Bu gelişmelerle, ABD'nin 10 yıllık tahvil faizi düşüş eğilimini üst üste beşinci haftaya taşıyarak 5 baz puan azalışla yüzde 1,2280'e inerken, ABD'nin 2 yıllık tahvil faizindeki dalgalanma dikkati çekti. ABD'nin 2 yıllık tahvil faizi hafta içinde yüzde 0,1410'a kadar gerilemesinin ardından kayıplarını kısmen telafi etse de haftayı 1,8 baz puan düşüşle yüzde 0,1880'den tamamladı.
Dolar endeksi de 91,78 ile 28 Haziran haftasından bu yana en düşük seviyesini görmesinin ardından haftayı yüzde 0,8 azalışla 92,17 seviyesinden kapattı.
Altının ons fiyatı Fed'in faiz kararının ardından yükseliş eğilimine geçerek analistlerin teknik açıdan önemli direnç olarak nitelendirdikleri 1.830 seviyesine kadar yükselse de burada tutunamadı ve haftayı yüzde 0,7 artışla 1.814 dolardan tamamladı.
Petrolde arz tarafında devam sıkışıklık ve artan taleple Brent petrolün varil fiyatı yükseliş eğilimini üst üste ikinci haftaya taşıyarak, haftalık bazda yüzde 1,9 artışla 75 dolara çıktı.
ABD'li teknoloji devi Amazon'un kripto para piyasasına gireceğine yönelik söylentiler kripto para piyasasında yükselişe sebep olurken, Bitcoin 14 Haziran haftasından bu yana ilke kez 40.000 dolar seviyesinin üzerine çıktı.

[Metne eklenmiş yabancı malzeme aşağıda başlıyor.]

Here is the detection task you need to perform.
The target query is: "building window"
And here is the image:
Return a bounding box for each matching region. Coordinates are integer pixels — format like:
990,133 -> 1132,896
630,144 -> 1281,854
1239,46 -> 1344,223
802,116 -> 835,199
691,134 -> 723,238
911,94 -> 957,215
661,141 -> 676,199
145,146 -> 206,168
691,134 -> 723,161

New York borsası rekor seviyelerde tutunamadı
Fed'in faiz kararı öncesi tarihi yüksek seviyeleri test eden New York borsası, Powell'ın güvercin açıklamalarına karşın haftayı değer kaybıyla kapatırken, gelecek hafta ABD açıklanacak istihdam piyasasına ilişkin veriler yatırımcıların odağına yerleşti.
Fed, hafta içinde beklentiler dahilinde politika faizini yüzde 0-0,25 aralığında, varlık alımlarını da 120 milyar dolarda sabit tutarken, iki yeni repo operasyonu başlatılacağını bildirdi.
Powell, toplantı sonrası yaptığı açıklamalarda ekonomi üzerindeki risklerin devam ettiğini ve iş gücü piyasasında hala alınacak çok yol olduğunu kaydederek, "Varlık alımlarımızın hızındaki herhangi bir değişikliğin zamanlaması gelen verilere bağlı olacaktır." dedi.
Analistler, Powell'ın açıklamalarını "beklentilerden daha güvercin" olarak nitelendirirken, varlık alımlarının azaltılması yönündeki yönlendirmenin ötelenme ihtimalinin arttığını ifade etti.
Öte yandan, bu hafta açıklanacak istihdam piyasalarına yönelik verilerin Powell'ın açıklamalarından sonra öneminin daha da arttığını aktaran analistler, ABD'de iş gücüne katılımın halen Kovid-19 salgını öncesi seviyelerin çok uzağında olduğunu hatırlattı.
Analistler, Kovid-19 salgınıyla birlikte kaldırılan borçlanma tavanının ay sonunda yeniden uygulamaya alınacağını aktararak, söz konusu gelişmenin Fed'in repo işlemlerinde kabul edilen tekliflerin 1 trilyon doları aşarak rekor kırmasında önemli bir etken olduğunu aktardı.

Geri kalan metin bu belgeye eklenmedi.